Se impone en el equipo económico la idea de aflojar algunos elementos de una línea dura que predominaba en el oficialismo respecto de la restricción monetaria para abatir a la inflación, que se reflejó en la decisión del Banco Central de dejar mayor liquidez en plaza para estimular la economía real. Al equipo económico le preocupa el desplome de la recaudación y la economía.
En la City atribuyen el cambio de criterio a la incorporación del uruguayo Ernesto Talvi, recientemente incorporado como asesor del equipo económico. Pero hay también otra postura dentro del Gobierno próxima al presidente Javier Milei de que hay que mantener la política restrictiva y priorizar el ataque a la inflación.
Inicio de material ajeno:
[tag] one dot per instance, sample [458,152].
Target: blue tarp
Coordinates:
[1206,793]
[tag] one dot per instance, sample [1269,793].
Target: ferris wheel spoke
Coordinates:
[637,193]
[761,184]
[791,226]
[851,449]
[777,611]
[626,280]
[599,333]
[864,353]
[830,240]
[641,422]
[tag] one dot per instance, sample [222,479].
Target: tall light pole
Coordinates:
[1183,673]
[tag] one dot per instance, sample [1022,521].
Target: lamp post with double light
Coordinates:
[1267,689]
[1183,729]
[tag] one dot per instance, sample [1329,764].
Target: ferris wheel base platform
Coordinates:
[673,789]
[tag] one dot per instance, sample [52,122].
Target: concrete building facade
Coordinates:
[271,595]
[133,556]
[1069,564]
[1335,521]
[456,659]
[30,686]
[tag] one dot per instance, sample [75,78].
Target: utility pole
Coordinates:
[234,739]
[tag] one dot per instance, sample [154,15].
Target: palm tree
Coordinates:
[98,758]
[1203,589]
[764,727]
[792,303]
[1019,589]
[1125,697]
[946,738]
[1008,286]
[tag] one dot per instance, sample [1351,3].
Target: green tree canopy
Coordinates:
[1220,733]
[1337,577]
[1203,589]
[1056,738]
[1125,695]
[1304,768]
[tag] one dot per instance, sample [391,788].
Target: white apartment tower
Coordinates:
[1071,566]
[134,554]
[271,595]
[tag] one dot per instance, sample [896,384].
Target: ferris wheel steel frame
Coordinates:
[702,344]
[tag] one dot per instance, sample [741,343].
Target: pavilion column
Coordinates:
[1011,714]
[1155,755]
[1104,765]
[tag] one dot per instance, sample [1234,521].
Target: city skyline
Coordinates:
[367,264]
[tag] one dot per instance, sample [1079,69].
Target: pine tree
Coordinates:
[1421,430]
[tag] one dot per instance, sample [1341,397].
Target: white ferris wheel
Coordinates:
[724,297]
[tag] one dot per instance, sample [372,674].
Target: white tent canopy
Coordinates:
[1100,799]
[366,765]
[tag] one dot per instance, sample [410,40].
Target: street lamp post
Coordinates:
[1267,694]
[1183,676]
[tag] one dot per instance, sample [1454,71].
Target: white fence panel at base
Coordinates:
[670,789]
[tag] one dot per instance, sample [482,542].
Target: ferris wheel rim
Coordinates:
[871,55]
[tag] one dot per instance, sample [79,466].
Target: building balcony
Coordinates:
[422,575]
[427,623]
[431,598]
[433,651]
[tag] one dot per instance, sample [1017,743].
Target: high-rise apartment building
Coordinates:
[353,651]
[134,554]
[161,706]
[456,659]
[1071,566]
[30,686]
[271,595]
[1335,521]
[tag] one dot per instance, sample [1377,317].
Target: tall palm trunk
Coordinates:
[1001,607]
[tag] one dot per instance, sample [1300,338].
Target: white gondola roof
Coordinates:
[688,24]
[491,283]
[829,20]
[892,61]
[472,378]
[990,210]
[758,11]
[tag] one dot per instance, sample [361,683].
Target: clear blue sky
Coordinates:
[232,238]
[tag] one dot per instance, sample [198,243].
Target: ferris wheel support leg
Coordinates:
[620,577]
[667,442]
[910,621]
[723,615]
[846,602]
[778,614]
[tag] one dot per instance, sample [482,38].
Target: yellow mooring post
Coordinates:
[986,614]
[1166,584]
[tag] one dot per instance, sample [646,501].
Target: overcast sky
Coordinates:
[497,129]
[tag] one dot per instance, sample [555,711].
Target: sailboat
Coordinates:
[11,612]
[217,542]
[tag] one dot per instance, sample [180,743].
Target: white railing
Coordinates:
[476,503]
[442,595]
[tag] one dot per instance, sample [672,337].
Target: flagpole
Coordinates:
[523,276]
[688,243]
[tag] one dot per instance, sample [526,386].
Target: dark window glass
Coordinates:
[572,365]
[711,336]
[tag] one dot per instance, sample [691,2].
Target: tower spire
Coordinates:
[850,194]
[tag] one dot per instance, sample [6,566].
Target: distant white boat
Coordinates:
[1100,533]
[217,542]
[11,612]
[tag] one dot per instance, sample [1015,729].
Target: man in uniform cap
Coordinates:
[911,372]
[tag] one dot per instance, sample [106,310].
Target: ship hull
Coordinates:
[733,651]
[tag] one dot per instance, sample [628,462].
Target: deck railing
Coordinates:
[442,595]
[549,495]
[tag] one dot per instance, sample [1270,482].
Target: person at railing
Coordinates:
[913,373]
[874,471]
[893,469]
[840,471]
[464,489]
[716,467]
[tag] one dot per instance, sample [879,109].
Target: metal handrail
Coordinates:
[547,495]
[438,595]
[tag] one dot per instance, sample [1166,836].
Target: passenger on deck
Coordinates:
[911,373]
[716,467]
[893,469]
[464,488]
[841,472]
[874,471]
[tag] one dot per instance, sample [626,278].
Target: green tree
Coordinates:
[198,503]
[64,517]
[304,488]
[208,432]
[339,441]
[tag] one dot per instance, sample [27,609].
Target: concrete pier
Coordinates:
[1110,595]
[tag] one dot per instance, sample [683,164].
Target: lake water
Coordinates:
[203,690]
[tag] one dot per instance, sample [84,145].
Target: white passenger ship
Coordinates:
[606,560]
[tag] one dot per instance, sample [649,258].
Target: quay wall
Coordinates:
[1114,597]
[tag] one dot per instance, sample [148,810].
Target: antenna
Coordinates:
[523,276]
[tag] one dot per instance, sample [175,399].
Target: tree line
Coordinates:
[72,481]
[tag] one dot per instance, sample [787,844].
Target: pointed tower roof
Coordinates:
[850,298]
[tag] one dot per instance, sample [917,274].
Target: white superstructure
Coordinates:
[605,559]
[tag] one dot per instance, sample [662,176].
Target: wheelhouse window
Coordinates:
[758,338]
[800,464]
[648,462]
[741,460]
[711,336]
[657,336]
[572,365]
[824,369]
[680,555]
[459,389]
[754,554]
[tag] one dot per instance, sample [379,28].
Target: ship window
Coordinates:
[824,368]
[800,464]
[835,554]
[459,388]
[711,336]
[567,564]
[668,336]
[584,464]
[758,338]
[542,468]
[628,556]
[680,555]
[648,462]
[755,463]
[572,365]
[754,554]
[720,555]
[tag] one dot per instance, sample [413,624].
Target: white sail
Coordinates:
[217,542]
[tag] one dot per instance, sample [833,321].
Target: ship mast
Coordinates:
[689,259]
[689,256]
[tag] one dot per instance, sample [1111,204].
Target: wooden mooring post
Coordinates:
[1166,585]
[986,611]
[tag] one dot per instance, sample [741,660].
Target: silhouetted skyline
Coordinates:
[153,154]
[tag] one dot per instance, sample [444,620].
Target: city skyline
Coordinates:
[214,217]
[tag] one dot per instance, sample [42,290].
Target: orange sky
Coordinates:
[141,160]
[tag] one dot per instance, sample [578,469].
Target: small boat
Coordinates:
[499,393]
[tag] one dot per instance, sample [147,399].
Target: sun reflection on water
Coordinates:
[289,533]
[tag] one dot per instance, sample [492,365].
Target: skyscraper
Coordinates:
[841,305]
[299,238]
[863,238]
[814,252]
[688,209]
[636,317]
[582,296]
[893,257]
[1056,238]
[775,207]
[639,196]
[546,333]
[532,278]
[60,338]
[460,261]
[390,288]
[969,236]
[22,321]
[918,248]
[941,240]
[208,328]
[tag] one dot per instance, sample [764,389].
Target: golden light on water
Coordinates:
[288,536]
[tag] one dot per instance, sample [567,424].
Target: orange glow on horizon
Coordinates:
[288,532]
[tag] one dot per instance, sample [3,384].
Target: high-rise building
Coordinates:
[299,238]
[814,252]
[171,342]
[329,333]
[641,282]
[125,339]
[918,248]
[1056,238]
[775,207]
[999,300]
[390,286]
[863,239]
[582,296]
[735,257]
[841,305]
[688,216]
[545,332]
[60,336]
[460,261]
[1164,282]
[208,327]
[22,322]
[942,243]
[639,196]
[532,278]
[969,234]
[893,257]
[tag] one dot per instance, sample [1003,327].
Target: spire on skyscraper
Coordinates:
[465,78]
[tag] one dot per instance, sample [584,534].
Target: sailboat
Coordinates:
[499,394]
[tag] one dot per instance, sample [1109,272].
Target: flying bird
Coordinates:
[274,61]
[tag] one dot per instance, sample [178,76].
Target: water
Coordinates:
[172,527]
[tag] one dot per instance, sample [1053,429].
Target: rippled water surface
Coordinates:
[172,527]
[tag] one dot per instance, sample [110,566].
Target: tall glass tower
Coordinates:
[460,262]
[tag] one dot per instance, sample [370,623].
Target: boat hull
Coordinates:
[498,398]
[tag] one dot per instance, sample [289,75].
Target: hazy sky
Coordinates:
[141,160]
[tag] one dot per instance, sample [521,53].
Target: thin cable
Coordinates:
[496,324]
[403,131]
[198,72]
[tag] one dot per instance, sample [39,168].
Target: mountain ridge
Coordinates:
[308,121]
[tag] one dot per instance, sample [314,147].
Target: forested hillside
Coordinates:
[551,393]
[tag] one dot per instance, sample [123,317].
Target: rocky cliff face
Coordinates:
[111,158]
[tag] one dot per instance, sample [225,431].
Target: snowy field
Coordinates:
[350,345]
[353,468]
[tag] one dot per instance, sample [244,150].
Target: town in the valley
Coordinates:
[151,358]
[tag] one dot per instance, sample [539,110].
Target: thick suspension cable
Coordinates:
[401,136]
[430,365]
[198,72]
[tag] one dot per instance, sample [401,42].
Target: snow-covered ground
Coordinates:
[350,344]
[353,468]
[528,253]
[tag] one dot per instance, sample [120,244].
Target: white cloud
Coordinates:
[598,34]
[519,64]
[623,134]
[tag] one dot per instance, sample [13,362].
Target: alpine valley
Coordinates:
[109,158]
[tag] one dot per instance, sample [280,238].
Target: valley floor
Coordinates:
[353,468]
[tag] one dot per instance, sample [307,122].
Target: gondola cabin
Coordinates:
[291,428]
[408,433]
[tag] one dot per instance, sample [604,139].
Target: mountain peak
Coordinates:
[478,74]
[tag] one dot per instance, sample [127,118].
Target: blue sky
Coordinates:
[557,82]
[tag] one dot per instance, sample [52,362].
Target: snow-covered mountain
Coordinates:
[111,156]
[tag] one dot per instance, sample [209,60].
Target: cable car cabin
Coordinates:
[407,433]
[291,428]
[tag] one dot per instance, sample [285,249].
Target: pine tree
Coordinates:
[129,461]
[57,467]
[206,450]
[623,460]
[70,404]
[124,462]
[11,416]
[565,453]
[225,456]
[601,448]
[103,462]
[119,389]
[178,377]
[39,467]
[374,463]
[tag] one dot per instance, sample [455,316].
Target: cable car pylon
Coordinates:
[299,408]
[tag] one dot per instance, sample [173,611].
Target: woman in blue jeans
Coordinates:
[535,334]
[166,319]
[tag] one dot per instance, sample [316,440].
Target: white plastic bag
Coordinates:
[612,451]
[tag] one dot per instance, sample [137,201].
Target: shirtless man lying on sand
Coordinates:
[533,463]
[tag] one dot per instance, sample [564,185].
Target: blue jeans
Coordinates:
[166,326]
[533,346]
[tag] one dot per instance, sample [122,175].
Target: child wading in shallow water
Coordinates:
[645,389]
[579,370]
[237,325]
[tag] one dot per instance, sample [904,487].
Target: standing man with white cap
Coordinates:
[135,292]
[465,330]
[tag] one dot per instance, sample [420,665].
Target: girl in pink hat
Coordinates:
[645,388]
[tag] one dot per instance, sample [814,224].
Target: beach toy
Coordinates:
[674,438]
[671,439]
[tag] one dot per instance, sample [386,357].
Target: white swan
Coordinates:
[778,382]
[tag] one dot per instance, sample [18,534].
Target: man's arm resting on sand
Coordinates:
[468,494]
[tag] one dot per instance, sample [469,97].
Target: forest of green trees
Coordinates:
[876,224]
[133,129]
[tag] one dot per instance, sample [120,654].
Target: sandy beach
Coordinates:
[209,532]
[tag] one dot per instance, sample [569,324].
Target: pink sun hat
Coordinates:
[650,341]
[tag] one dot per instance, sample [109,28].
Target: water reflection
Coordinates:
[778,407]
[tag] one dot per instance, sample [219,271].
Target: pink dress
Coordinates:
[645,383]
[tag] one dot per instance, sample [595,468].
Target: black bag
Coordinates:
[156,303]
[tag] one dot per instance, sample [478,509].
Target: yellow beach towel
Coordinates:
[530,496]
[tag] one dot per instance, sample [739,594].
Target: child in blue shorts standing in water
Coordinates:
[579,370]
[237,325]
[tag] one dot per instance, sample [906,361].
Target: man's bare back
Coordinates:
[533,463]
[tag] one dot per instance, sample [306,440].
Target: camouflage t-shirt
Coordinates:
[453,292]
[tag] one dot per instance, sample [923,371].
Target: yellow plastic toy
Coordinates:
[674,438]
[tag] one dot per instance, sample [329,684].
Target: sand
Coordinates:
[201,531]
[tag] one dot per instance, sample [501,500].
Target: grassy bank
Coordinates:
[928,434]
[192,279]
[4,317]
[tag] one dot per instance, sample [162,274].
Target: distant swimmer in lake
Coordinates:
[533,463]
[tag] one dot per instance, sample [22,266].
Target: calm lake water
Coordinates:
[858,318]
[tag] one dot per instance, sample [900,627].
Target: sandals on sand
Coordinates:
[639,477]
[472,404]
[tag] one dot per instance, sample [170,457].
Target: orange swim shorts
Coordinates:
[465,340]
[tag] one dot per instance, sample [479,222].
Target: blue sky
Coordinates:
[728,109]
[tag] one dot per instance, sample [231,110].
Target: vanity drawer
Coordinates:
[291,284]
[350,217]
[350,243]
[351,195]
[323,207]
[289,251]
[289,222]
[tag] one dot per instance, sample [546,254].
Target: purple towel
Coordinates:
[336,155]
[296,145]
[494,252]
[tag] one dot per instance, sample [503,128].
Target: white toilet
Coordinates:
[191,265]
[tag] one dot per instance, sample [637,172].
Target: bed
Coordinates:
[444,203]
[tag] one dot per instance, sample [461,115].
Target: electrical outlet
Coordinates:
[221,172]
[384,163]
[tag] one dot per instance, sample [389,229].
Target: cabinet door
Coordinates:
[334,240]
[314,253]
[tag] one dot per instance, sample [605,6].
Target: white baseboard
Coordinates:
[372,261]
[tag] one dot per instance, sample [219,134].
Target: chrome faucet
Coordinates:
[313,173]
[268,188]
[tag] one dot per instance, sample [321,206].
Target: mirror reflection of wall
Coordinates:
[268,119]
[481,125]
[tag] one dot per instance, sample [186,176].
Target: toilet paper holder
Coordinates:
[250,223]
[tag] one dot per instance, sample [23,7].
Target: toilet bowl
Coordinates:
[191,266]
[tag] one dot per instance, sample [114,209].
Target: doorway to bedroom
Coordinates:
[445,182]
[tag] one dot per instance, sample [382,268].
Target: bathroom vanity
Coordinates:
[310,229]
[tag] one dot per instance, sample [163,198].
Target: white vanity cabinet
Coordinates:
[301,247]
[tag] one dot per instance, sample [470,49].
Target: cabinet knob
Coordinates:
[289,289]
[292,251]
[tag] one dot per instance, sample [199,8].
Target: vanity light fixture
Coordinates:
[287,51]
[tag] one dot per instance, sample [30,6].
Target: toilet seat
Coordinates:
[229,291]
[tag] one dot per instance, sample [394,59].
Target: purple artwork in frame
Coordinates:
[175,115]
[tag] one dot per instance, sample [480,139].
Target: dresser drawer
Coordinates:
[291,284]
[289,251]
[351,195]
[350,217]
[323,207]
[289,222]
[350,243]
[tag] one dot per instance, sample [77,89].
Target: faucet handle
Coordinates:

Un economista cercano al Gobierno contó a El Cronista que en el equipo económico “quieren aflojar la restricción monetaria con la excusa de la guerra, que pone presión al alza en la inflación, pero Milei insiste en inflación cero”.
Algunos quisieron ver cierta tensión interna en el comentario al margen que le dedicó Milei al presidente del BCRA, Santiago Bausili, en el marco de la Agentina Week, a quien le pidió que tuviera cuidado de cómo avanzaba con la compra de reservas para evitar un rebote inflacionario.
“El Gobierno ve que la actividad está afectada y que la única herramienta que puede usar es relajar lo monetario. Saben que el crédito es la única fuente que puede ayudar a volver a crecer. Por eso apuestan a dar liquidez y ponerle un piso a la tasa, siempre con un ojo en el tipo de cambio”, analizó el economista y director adjunto de Eco Go, Sebastián Menescaldi.
“El propio encuadre oficial de los últimos meses era el de ‘remonetizar’ la economía, es decir, recomponer la cantidad de dinero y crédito, después de una fase de fuerte contracción monetaria. Hay un notorio incremento de la morosidad bancaria y el Gobierno busca evitar que se siga enfriando el crédito para recuperar la actividad económica, que en varios rubros está deprimida”, apuntó el economista Federido Glustein.
En esa línea, un informe de BBVA destacó “el cambio de foco de la política monetaria”. Señaló que, “tras la volatilidad de tasas observada el año pasado, el Gobierno busca ahora sostener rendimientos alineados con la inflación (en torno al 2,7% mensual en el inicio del año)”.
El tema es que aprieta la baja inflacionaria, que se situó en un 3%, lo que puede demorar el retorno al ansiado 1% mensual.